I want to nomalize reward in the on_sample_end(worker, samples) callback, but I found that advantage and target_value have been calculated in the samples object. Does this mean that the normalization of rewards in on_sample_end is meaningless? As the advantage&target_values has already been calculated, the rewards I modified did not affect the calculation of advantage.
So, What is the correct way to use reward normalization in RLlib?Should I need to recalculate and update adv&target_v in samples after reward normalization in on_sample_end() callback?
I find recommended way to normalize rewards in Normalize reward. The recommended way is to use callback function.
However, the execution sequence of PPO calls is as follows:
postprocess_ppo_gae: calculate adv using gae or not. The adv is calculated and recorded in SampleBatch.

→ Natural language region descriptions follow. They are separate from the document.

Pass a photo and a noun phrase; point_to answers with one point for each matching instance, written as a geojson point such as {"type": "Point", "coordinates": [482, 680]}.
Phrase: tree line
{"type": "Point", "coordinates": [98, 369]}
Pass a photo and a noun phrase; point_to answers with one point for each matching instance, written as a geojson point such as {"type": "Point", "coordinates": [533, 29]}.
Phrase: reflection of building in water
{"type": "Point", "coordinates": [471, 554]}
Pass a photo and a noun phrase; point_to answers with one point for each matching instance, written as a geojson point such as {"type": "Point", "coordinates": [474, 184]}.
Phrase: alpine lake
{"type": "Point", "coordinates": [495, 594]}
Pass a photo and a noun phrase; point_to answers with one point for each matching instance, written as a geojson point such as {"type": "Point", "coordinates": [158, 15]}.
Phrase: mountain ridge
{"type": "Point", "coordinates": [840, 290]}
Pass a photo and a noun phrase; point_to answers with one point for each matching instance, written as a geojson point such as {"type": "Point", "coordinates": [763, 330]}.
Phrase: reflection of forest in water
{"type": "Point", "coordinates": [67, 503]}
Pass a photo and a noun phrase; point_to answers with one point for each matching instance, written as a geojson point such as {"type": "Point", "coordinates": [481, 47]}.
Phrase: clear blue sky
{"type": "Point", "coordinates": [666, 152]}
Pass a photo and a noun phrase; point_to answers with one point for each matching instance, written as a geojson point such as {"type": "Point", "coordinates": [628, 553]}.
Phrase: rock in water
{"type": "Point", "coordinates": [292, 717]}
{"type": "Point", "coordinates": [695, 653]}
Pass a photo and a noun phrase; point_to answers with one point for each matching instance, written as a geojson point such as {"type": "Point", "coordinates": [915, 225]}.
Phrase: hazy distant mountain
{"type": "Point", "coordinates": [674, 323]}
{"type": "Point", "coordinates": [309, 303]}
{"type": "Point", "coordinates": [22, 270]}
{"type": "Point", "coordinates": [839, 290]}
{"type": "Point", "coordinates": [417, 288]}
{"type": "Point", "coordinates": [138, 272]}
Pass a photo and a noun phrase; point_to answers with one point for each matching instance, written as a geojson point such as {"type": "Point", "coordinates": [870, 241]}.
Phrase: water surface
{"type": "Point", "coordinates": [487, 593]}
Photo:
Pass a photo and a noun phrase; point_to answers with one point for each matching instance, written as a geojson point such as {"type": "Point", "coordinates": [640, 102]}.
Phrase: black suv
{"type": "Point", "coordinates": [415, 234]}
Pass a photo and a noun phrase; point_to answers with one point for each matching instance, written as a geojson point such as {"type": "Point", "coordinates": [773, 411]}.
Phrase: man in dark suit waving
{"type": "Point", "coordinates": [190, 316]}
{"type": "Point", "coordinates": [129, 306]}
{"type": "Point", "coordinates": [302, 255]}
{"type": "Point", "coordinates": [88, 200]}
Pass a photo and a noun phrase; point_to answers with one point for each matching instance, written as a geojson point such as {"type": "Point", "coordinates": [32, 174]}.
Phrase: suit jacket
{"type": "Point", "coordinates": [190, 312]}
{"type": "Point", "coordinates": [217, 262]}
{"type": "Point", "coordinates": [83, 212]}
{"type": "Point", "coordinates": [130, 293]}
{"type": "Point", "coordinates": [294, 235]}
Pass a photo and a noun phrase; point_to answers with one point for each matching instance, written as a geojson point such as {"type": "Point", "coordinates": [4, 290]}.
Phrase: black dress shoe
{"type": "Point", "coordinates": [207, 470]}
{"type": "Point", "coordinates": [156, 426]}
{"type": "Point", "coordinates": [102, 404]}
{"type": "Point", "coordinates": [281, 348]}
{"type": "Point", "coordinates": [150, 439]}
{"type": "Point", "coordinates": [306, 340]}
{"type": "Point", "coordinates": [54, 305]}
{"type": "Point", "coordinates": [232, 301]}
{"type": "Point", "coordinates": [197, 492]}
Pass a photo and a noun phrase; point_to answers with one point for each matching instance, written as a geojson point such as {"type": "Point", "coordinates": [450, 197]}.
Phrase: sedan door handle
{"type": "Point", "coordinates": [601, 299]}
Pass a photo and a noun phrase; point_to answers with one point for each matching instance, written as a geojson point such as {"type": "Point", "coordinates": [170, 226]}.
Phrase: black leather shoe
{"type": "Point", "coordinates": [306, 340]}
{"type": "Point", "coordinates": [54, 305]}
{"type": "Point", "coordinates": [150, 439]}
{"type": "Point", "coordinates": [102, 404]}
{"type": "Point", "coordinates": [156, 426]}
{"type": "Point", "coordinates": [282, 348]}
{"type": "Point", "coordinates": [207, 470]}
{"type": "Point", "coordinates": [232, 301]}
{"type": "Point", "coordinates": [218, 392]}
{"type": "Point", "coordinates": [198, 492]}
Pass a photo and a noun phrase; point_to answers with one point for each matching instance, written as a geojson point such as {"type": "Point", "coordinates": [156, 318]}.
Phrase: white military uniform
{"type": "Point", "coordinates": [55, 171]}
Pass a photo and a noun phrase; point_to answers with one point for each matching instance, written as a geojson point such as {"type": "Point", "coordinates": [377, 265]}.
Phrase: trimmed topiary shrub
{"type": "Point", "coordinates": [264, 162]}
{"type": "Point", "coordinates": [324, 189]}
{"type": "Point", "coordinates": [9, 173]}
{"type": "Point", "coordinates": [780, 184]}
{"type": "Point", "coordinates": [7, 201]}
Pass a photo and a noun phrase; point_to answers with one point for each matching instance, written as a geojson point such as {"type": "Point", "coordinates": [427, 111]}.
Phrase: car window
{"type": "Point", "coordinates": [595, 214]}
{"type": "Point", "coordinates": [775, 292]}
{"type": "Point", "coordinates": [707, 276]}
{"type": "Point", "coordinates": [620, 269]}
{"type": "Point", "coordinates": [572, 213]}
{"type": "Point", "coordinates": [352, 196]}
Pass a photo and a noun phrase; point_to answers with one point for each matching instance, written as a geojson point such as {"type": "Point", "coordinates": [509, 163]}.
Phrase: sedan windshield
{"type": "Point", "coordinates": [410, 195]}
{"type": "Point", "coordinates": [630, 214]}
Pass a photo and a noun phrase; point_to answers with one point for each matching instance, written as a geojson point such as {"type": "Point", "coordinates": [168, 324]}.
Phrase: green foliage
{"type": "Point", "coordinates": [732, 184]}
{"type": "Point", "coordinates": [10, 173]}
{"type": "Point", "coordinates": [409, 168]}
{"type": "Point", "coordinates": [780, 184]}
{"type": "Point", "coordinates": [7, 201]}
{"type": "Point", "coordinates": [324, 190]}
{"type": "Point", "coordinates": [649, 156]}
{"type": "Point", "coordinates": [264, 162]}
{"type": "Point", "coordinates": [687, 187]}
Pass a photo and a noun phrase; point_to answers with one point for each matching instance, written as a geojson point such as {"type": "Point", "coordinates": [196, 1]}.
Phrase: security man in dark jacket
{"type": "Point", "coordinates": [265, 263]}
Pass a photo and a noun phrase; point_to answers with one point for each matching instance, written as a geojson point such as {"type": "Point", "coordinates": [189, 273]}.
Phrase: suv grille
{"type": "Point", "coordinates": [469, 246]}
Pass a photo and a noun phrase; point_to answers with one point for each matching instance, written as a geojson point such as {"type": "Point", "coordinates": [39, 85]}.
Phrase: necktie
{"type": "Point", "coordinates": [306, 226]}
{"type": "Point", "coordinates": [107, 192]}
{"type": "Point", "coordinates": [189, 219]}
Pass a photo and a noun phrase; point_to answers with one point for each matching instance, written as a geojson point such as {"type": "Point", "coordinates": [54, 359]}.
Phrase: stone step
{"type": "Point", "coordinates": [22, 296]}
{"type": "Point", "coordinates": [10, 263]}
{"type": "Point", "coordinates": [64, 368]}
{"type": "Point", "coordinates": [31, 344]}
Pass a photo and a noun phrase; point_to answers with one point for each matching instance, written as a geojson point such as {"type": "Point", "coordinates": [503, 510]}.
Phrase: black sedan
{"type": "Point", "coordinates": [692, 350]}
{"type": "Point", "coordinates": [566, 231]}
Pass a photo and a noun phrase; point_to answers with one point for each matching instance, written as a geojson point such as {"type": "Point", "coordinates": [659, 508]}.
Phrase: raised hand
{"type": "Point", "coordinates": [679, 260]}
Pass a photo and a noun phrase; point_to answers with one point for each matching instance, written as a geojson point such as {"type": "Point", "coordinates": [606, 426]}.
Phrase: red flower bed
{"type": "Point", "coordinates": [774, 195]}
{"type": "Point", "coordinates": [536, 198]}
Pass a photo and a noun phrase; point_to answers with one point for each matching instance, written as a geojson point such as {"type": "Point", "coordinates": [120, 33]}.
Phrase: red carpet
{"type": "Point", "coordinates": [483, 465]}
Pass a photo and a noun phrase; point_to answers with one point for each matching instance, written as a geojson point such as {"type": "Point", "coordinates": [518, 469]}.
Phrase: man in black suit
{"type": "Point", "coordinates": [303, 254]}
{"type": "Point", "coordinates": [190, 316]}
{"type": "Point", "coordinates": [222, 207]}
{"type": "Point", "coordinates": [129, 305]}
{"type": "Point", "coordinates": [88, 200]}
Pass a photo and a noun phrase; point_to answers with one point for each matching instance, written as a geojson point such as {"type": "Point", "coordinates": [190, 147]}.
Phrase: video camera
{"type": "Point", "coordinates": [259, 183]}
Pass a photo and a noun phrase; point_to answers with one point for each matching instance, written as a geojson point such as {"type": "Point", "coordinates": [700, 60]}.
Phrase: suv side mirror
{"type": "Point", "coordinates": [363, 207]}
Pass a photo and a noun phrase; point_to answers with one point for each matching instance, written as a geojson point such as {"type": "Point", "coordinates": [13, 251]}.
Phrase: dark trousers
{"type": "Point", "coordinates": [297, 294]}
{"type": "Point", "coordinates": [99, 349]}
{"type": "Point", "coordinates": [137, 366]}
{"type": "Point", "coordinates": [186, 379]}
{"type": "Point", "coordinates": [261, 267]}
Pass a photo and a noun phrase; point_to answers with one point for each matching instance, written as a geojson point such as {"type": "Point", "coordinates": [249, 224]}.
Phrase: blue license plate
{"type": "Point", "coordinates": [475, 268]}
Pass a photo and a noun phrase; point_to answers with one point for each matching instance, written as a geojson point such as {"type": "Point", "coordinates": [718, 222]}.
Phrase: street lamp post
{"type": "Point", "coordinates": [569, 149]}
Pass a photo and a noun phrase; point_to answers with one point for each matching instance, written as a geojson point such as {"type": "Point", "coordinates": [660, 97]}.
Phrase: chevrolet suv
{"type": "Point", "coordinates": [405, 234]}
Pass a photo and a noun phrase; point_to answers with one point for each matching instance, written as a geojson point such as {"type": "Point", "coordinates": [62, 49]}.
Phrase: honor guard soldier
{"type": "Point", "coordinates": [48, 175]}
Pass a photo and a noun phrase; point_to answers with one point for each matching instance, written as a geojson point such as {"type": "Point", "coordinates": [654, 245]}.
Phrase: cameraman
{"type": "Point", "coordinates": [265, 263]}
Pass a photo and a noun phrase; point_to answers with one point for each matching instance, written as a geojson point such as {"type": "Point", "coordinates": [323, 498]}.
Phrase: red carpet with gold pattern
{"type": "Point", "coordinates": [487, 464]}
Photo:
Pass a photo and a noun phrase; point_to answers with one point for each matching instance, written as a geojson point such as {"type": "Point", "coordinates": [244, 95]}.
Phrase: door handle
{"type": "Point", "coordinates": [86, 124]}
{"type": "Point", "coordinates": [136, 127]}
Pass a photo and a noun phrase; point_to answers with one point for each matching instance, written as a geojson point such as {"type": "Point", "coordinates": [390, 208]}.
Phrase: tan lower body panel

on_postprocess_trajectory: callback called after a policy’s postprocess_fn is called.
As we can see, if I normalize the rewards in on_postprocess_trajectory, it does not affect the calculation of adv. It seems that modifying the rewards value in the on_postprocess_trajectory callback does not affect the training results.
Besides, I can custom the postprocess_ppo_gae and normalize the rewards in postprocess_ppo_gae, than the adv will be calculated according to normalized rewards. Is this method officially recommended? Or is there any other better way for me to normalize rewards before calculating adv?